You want to have a separate mailing address if possible. I say just go to a UPS mail drop, UPS store mail drop. It’s an actual street address instead of a P.O. Box and you want to keep the affairs separate.
Now, another way a creditor can circumvent this charging order protection is by committing a fraudulent transfer. You may ask what is a fraudulent transfer? Well, if a creditor can prove that you put assets into your LLC, limited partnership, etc, other charging order protected entity which is basically those; but if a creditor argues that you did this specifically so that to hinder that creditor from collecting on his debts because you’re trying to get assets out of the way where he can’t get them, they can undo that transfer and not all circumstances but most circumstances if they prove yeah, that’s specific intent when he put the assets in the LLC.
Now, if you have a valid tax savings you can realize through using the limited liability company (LLC), if you have a valid business purpose for those assets, if you – we’re going to talk in another video about using the family LLC for estate planning, if you have these other valid reasons you did besides just well, you know, I want to get the limited liability, it makes your limited liability company (LLC) much stronger. It makes it harder to argue that a fraudulent transfer is committed.
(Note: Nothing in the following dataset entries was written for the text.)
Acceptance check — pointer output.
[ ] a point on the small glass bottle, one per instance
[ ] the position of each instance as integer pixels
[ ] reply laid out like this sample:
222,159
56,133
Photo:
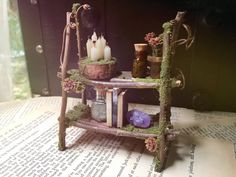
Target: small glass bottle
139,69
98,107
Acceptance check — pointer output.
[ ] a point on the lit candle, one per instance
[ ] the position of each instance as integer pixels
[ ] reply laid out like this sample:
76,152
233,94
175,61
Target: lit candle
94,37
89,45
107,53
94,54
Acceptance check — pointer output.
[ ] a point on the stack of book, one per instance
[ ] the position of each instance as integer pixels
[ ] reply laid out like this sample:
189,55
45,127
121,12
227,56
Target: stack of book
116,107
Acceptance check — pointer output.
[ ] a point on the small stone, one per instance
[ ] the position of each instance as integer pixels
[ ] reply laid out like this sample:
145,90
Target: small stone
138,118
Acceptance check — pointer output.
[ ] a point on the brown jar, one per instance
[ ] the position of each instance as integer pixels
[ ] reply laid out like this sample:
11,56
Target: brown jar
139,69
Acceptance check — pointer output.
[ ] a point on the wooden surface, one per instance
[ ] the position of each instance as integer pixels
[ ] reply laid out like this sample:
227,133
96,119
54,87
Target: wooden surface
92,125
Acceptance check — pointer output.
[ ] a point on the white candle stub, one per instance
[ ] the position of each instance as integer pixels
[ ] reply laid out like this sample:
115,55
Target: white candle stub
107,53
94,37
97,48
100,48
94,54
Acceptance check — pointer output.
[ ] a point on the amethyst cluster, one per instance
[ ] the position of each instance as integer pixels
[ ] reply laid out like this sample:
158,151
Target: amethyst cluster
138,118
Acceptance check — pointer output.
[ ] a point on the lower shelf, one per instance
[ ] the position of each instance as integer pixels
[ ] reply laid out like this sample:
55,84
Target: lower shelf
93,125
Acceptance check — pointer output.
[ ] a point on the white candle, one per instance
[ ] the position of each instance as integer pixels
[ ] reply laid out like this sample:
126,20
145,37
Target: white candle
94,54
89,45
103,40
107,53
94,37
100,48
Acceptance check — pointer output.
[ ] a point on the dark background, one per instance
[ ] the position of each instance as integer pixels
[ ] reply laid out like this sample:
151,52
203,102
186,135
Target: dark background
209,66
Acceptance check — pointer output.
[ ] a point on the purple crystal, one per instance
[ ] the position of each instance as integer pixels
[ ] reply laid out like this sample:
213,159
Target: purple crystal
138,118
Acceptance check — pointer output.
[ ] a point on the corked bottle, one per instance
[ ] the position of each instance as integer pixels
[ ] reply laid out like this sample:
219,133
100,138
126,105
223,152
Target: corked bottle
139,69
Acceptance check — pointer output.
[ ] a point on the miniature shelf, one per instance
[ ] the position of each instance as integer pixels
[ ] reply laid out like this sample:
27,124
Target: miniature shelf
124,80
93,125
163,85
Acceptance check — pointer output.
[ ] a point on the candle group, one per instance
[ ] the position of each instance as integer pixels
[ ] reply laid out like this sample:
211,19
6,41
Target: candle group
97,48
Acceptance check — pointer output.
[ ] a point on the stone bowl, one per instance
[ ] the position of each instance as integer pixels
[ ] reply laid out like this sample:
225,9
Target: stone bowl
97,70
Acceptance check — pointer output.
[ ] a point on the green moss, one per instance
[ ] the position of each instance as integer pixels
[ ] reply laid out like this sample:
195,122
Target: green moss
78,112
147,80
75,6
100,61
167,27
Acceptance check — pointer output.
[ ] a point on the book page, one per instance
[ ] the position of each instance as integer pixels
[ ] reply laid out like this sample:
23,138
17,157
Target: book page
29,147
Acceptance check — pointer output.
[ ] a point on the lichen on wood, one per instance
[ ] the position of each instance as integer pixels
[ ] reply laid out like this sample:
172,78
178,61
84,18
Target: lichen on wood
79,111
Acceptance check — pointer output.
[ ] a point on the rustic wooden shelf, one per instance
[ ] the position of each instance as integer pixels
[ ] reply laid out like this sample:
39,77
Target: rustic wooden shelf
163,85
100,127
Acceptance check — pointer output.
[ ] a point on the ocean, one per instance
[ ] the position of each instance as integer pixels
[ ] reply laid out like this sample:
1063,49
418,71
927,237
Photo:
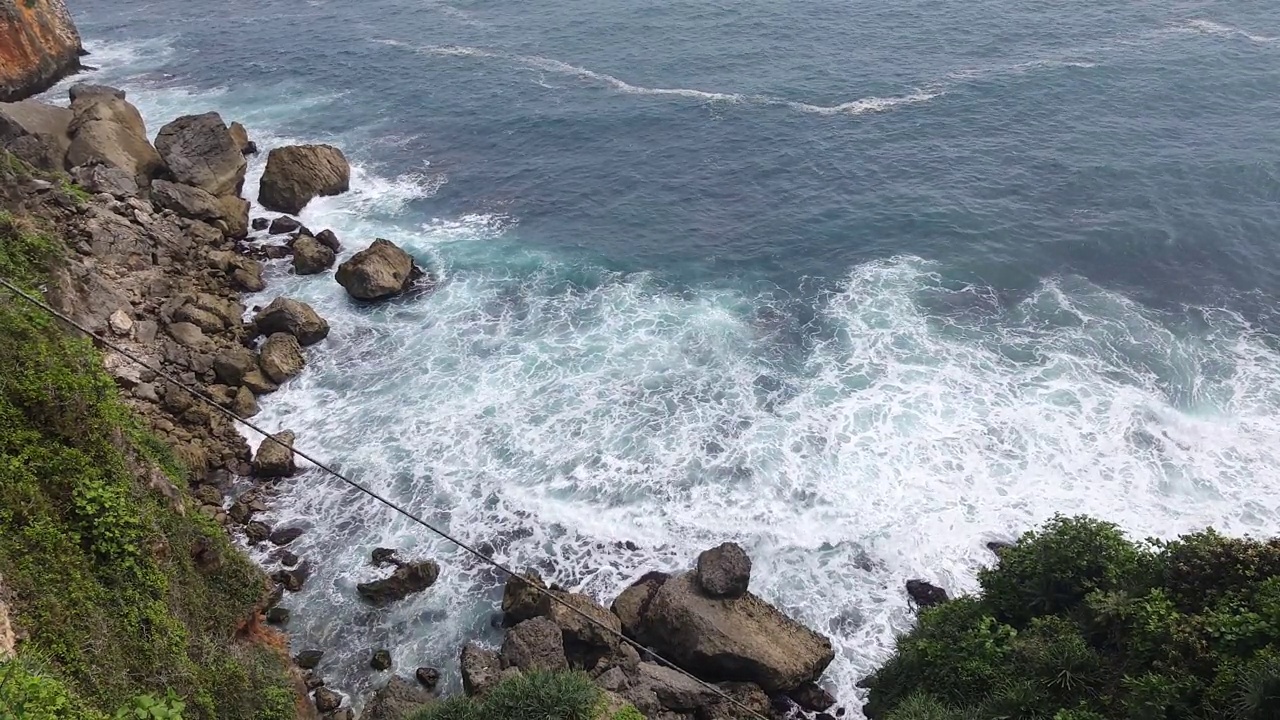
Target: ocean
860,286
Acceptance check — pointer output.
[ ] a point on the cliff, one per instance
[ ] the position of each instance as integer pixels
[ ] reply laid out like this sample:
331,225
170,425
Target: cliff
39,46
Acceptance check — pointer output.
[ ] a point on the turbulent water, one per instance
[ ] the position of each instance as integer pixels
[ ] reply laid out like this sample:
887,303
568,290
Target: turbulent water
858,285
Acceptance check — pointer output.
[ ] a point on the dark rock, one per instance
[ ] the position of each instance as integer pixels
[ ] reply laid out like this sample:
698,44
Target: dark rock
725,570
310,256
407,579
397,700
283,224
926,595
378,272
284,536
293,317
200,151
309,659
533,645
275,459
297,173
429,677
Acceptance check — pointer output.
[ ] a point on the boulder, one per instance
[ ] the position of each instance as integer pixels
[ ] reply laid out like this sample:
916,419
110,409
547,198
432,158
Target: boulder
632,605
397,700
520,601
310,256
100,178
481,669
926,595
273,459
534,645
280,358
378,272
297,173
293,317
743,639
109,131
36,132
723,570
407,579
200,151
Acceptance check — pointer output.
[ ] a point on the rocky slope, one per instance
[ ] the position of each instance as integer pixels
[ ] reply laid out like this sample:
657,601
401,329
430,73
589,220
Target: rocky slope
39,46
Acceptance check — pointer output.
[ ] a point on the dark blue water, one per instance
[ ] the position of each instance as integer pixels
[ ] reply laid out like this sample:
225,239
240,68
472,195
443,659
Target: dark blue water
836,279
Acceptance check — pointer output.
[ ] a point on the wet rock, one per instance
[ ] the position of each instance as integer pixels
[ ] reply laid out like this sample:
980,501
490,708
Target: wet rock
926,595
275,459
407,579
200,151
280,358
378,272
297,173
310,258
725,570
293,317
534,645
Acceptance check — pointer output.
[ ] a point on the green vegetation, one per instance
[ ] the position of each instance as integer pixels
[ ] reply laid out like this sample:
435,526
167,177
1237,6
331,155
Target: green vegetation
1079,623
533,696
99,546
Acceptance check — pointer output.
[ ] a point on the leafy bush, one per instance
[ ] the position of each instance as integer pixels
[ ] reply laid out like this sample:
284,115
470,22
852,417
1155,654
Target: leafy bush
1079,623
530,696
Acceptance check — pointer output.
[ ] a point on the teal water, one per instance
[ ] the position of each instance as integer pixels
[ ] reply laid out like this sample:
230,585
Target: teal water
860,286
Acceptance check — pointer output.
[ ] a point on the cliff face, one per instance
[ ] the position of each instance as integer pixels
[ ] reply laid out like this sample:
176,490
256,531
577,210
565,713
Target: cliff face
39,46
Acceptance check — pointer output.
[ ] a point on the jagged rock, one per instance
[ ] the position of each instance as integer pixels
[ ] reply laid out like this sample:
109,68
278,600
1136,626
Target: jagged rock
109,131
273,459
397,700
428,677
293,317
535,643
378,272
407,579
725,570
284,536
521,598
100,178
283,224
309,659
632,604
481,669
280,358
201,153
311,258
327,700
812,697
329,240
36,132
926,595
297,173
743,638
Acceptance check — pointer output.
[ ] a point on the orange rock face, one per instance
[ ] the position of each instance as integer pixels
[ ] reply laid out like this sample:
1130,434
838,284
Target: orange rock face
39,46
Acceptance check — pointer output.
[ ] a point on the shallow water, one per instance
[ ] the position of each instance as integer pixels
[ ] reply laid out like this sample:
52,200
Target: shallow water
858,286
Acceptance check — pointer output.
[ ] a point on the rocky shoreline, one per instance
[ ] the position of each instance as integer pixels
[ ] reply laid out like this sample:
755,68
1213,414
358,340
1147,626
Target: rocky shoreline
164,250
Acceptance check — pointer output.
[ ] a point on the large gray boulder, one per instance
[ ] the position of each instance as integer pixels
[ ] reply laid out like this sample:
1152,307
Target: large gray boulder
293,317
378,272
297,173
109,131
741,638
397,700
200,151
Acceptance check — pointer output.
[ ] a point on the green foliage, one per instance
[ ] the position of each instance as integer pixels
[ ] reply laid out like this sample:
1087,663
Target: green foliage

The most important thing is that you put your assets into your LLC before a creditor comes along and gets a judgment against you or even threatens to sue you. If you know there’s something brewing on the horizon and they can prove you know something, well that goes a long way to saying well you knew the creditor is going to come after your assets so – and then all of a sudden you did this planning, well that may give credence to them saying to you had fraudulent intent. Now fraudulent transfer is not a crime.
It’s just really a remedy a court can use to undo the transfer into the limited liability company (LLC) so that the asset is back in your name, so that the creditor who has a judgment can grab that asset.
So, it’s not fraud. There are times where we give it a shot because we have so many reasons for what we’re doing besides just asset protection. Even though you have creditors on the horizon, and in most circumstances it can work; but just be aware if you already have creditor threats and you try and do put assets into an limited liability company (LLC) to protect them. There’s always at least a little bit of a chance, and if you do a really poor transfer and it’s really egregious that you’re just to dodge your creditors, there may be a very good chance that the creditor can undo the transfer as a fraudulent transfer.
So, that concludes this video. I hope you found it useful and I wish you luck in your asset protection planning.